Le rapport égrène les successions d’échecs opérationnels qui résultent notamment «d’une estimation initiale irréaliste de la durée et du coût de construction» et «d’un défaut d’organisation du suivi du projet par EDF et d’un manque de vigilance des autorités de tutelle…». Les magistrats mettent aussi en avant la «perte de compétences techniques de la filière nucléaire française», qui s’explique en partie par le fait que le dernier réacteur construit avant Flamanville avait été fini 15 ans auparavant. La filière nucléaire française n’a pas été capable de conserver les compétences acquises. Conséquence, «la multiplication par 3,3 du coût de construction (12,4 milliards d’euros) et par au moins 3,5 du délai de mise en service de l’EPR de Flamanville (à mi-2023) par rapport aux prévisions initiales constitue une dérive considérable». Et encore, la Cour des comptes estime qu’aux 12,4 milliards d’euros pourraient s’ajouter «des coûts complémentaires qui pourraient atteindre près de 6,7 milliards…».
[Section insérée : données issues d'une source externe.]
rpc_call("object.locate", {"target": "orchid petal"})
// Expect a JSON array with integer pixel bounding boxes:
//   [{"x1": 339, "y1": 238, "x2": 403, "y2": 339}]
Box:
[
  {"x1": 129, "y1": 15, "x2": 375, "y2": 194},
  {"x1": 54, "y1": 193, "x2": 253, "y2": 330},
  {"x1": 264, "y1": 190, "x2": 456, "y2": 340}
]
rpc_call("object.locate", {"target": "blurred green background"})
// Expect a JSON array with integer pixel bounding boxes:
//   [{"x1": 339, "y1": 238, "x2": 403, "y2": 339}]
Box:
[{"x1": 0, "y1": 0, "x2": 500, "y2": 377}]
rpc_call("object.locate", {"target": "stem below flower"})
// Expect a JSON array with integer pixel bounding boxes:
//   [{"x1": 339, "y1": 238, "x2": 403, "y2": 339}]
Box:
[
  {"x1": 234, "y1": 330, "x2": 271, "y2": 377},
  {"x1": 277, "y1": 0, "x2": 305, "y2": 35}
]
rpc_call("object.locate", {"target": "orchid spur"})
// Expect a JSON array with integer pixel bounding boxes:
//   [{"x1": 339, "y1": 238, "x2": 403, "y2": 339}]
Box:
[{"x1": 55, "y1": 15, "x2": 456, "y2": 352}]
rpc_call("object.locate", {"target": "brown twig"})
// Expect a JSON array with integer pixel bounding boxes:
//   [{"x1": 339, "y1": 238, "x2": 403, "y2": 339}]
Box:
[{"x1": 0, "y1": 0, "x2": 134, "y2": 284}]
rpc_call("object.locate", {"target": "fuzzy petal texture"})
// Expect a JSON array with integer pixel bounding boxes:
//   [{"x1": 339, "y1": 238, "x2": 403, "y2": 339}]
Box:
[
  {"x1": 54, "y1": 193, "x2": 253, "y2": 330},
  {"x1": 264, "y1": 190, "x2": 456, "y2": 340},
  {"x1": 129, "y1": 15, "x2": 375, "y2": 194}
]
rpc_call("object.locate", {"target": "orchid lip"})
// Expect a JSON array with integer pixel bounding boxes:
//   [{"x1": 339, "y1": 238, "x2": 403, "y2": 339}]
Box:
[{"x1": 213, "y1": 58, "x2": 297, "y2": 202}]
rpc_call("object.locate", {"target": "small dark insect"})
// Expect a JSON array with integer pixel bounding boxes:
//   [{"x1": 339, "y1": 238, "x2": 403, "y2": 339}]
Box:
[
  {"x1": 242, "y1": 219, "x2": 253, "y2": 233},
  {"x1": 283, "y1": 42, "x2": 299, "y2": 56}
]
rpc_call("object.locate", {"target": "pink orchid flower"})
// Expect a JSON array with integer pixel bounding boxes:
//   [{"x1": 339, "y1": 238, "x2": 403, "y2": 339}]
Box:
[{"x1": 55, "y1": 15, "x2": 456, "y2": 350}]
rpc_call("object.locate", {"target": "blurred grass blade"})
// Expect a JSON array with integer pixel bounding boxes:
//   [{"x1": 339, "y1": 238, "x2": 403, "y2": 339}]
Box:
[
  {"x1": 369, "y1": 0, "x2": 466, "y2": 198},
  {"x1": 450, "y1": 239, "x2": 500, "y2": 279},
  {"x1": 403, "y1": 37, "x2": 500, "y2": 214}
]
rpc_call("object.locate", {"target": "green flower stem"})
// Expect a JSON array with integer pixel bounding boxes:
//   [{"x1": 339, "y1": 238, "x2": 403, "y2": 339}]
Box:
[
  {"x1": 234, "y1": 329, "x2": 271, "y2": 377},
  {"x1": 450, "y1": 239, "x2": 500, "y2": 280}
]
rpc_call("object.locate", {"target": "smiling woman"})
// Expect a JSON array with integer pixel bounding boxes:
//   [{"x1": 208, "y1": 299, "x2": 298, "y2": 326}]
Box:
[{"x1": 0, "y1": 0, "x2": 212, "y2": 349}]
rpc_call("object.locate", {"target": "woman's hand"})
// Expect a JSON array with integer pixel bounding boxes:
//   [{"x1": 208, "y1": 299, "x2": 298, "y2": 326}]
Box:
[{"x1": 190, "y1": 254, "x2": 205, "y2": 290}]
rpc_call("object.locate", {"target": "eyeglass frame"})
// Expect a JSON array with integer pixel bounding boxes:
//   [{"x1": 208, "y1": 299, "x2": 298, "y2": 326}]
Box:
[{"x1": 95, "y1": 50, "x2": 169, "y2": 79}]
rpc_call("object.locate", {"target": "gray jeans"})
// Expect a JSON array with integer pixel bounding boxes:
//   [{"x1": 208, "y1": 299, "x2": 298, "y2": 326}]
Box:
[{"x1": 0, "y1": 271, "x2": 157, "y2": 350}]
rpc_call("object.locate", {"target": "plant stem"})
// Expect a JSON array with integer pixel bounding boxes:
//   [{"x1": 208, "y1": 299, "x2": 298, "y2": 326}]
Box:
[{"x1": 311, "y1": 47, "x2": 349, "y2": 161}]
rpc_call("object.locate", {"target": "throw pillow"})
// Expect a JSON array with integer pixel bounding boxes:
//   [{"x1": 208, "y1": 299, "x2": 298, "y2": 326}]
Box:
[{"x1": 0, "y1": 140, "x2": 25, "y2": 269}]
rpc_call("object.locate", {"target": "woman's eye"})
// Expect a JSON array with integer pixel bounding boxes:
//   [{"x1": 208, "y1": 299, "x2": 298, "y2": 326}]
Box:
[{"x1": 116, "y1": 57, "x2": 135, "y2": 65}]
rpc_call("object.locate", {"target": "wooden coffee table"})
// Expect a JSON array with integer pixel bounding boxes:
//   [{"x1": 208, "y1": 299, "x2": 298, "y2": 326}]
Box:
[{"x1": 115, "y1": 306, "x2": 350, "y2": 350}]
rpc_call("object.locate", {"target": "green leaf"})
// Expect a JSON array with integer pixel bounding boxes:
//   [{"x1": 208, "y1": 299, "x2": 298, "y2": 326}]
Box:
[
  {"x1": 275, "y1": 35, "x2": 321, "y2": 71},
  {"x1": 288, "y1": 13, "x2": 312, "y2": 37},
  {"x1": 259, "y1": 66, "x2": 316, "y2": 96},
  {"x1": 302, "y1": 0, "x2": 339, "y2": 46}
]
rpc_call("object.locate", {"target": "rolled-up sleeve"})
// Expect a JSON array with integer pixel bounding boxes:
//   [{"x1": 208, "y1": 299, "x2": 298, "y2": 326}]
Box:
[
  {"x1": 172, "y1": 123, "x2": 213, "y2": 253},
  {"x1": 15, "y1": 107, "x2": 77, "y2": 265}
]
L’Etat va devoir faire de la vraie stratégie industrielle

La Cour des comptes s’interroge aussi sur les conséquences de ses errements sur l’avenir du nucléaire en France. EDF travaille à la construction d’un nouveau modèle d’EPR, dit EPR2, présenté comme plus simple et moins cher à construire. Les magistrats de la Cour des comptes ont des doutes sérieux sur l’intérêt de l’EPR2

«On ne peut pas établir avec un degré raisonnable de certitude que les économies de construction de futurs EPR2 par rapport au coût de construction d’EPR de type Flamanville se matérialiseront», écrivent-ils. «L’enjeu financier est majeur: le coût de construction de trois paires d’EPR2 est estimé à 46 milliards d’euros. La décision de construire ou non de futurs EPR aura des conséquences jusqu’au 22ème siècle».
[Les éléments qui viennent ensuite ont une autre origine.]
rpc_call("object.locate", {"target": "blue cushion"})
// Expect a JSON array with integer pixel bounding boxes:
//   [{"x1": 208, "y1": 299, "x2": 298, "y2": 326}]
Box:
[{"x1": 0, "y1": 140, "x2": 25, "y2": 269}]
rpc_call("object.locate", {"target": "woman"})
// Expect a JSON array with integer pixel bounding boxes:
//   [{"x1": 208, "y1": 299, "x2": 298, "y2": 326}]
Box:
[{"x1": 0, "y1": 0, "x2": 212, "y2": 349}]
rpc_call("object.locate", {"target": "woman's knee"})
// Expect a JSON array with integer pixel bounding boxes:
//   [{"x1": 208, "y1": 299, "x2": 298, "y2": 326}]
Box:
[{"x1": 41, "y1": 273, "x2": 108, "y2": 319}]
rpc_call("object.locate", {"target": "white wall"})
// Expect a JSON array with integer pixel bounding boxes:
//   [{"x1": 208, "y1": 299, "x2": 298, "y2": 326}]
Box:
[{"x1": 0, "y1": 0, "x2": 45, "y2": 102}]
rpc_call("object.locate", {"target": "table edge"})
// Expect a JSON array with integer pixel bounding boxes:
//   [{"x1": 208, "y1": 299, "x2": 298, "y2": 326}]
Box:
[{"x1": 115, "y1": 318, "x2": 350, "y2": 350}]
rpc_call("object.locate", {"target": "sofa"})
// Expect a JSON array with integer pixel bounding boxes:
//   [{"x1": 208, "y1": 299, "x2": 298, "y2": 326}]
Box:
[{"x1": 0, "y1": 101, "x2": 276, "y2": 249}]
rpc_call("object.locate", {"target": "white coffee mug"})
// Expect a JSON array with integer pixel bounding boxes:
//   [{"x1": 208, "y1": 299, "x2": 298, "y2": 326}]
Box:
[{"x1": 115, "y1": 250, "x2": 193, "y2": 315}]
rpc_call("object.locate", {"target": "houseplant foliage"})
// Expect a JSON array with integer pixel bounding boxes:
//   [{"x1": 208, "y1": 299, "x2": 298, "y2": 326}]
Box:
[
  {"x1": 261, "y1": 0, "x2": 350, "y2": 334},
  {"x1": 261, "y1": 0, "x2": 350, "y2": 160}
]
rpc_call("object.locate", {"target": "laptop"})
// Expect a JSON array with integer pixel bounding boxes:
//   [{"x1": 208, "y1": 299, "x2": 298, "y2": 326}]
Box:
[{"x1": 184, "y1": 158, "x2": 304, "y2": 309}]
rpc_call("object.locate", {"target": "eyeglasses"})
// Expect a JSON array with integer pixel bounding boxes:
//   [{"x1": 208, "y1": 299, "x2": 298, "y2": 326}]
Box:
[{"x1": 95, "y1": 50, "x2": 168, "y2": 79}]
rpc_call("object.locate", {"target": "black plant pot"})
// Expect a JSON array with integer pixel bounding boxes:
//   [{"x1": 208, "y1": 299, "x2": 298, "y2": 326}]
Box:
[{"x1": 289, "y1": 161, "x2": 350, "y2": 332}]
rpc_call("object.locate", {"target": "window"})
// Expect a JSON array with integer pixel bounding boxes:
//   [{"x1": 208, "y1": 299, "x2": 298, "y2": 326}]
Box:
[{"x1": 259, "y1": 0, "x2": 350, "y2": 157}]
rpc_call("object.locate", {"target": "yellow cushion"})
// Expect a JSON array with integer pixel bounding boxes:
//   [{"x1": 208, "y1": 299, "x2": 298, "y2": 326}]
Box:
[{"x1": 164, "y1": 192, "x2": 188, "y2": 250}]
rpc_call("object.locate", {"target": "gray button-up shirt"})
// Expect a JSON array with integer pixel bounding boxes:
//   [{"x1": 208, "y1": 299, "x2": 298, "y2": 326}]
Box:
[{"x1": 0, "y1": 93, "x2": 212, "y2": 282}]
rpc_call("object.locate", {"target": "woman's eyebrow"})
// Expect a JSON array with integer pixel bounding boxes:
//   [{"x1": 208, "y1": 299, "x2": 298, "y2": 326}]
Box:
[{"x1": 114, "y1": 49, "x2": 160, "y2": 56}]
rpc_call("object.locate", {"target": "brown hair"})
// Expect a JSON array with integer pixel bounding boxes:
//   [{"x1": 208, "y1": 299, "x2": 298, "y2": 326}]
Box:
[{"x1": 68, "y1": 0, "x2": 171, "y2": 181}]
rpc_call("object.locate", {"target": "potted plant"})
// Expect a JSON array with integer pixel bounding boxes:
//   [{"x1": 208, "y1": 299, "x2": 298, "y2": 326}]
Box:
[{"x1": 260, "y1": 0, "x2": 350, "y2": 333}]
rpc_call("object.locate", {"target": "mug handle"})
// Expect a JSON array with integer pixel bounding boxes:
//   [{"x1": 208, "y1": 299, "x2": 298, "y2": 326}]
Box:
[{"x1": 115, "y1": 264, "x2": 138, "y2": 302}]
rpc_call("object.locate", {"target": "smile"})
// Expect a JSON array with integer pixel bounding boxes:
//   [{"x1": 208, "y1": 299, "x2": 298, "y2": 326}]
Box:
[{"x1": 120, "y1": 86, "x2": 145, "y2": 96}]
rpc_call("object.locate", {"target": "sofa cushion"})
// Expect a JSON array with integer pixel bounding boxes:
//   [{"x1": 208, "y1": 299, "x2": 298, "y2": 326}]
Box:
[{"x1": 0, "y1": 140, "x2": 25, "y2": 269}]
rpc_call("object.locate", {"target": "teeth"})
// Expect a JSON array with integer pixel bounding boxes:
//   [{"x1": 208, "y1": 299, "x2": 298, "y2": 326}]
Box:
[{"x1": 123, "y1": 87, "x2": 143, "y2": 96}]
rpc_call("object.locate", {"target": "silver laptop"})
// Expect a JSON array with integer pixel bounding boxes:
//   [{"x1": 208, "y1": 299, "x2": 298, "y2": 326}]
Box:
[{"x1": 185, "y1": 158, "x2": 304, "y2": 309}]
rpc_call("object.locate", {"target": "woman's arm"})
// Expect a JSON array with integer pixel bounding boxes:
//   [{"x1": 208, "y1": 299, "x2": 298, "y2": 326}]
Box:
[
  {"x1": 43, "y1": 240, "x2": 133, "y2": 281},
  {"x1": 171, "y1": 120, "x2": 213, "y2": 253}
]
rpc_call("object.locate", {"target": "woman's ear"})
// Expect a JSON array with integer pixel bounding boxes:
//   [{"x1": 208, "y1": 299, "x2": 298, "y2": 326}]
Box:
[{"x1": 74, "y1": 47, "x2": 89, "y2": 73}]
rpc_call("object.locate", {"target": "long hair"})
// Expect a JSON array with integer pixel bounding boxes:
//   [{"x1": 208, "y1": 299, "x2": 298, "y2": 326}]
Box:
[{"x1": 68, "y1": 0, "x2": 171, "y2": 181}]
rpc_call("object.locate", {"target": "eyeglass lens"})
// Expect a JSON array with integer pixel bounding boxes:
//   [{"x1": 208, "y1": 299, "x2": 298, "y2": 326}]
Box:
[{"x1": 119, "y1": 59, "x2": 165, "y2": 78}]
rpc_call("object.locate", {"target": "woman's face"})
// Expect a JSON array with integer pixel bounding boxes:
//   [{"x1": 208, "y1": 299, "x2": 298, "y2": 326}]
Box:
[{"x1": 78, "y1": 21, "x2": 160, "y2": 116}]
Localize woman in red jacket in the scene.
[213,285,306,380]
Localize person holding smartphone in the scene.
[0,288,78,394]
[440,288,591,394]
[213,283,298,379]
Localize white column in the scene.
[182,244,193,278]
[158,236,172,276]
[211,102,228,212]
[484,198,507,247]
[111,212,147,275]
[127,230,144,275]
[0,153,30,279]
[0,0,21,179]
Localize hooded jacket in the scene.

La stratégie nucléaire française est maintenant entre les mains de l’Etat. Et il ne peut plus tergiverser et gagner du temps en donnant des gages aux uns et aux autres à l’image de la fermeture de Fessenheim. Il va devoir redevenir un Etat stratège et faire preuve de clairvoyance. Les enjeux vont bien au-delà de la gestion d’EDF. De toute façon, «EDF ne peut financer seul la construction de nouveaux réacteurs, et ne pourra plus s’engager sans garanties sur le revenu que lui procurera l’exploitation de ces réacteurs».
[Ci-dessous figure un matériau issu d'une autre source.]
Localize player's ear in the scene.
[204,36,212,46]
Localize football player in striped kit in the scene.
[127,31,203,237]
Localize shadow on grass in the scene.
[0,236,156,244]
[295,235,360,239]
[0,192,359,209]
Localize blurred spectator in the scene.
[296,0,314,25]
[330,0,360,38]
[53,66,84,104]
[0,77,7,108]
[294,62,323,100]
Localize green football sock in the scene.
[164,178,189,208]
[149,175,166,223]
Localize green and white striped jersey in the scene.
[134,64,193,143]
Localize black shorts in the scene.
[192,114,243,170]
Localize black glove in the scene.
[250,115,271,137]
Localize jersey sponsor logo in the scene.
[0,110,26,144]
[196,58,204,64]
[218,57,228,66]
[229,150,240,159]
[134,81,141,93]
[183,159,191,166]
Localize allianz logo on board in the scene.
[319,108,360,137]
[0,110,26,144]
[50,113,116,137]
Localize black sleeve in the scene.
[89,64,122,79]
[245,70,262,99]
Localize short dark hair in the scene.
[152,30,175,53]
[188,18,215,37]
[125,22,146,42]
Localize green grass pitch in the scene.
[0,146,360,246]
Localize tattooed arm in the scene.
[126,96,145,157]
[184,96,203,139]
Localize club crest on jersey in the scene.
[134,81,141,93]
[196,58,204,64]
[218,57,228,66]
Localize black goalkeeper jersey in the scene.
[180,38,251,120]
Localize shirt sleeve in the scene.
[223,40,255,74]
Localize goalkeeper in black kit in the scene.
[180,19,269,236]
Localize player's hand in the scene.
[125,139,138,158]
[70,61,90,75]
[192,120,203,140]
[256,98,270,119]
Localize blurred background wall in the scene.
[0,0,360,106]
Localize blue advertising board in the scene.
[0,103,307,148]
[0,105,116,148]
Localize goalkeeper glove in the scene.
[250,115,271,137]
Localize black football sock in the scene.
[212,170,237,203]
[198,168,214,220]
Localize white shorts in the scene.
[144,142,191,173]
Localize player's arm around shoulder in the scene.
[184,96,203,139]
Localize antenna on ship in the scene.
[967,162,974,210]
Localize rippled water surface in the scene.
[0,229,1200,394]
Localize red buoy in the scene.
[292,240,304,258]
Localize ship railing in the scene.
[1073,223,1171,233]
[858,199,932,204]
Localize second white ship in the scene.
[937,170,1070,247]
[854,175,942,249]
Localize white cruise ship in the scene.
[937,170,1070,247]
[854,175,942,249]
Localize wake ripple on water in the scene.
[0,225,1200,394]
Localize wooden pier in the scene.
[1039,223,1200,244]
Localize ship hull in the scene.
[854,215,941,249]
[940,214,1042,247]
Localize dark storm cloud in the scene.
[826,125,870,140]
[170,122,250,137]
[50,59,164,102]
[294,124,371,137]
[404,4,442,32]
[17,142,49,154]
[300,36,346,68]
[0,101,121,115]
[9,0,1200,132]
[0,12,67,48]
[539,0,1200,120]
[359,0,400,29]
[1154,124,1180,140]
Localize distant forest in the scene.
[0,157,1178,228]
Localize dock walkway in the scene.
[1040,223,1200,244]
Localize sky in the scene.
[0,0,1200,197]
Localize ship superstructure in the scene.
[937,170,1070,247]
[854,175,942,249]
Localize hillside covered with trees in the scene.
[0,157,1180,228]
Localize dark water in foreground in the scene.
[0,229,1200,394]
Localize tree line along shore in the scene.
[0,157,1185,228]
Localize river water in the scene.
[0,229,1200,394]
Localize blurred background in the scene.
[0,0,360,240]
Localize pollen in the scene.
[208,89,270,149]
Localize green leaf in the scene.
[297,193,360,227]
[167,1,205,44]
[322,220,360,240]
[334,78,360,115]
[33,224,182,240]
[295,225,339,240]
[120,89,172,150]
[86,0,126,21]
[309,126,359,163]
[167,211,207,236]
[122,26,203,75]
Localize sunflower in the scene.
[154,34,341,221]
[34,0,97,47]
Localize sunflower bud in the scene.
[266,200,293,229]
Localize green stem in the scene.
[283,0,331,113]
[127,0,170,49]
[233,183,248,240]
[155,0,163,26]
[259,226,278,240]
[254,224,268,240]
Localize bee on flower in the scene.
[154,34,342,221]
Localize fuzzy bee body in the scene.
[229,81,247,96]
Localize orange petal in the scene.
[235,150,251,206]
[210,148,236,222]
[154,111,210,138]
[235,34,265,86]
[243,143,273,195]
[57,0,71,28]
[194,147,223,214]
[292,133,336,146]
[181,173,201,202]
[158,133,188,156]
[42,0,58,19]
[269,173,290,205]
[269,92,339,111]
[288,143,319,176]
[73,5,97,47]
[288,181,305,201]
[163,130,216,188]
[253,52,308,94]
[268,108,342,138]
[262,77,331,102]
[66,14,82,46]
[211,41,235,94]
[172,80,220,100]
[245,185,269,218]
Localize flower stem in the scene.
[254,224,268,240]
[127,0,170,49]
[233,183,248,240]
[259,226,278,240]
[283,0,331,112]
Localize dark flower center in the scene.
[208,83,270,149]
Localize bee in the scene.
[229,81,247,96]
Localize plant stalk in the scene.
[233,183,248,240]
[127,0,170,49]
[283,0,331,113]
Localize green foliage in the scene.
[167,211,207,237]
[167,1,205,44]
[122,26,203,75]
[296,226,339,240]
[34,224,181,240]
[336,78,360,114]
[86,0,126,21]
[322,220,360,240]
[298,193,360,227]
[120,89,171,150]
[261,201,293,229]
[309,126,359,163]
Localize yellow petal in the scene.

Aucun nouveau projet nucléaire ne pourra être lancé sans une forme de garantie publique, son coût devra être étudié en fonction de sa compétitivité par rapport à d’autres modes de production d’électricité, et aux avantages en terme de souveraineté et de disponibilité permanente de la puissance électrique.

Le nucléaire assure aujourd’hui plus de 70% de la production électrique française sans émettre de gaz à effet de serre. La relance du nucléaire ou son abandon progressif seront des éléments essentiels de la transition énergétique qui passe obligatoirement par une électrification des usages.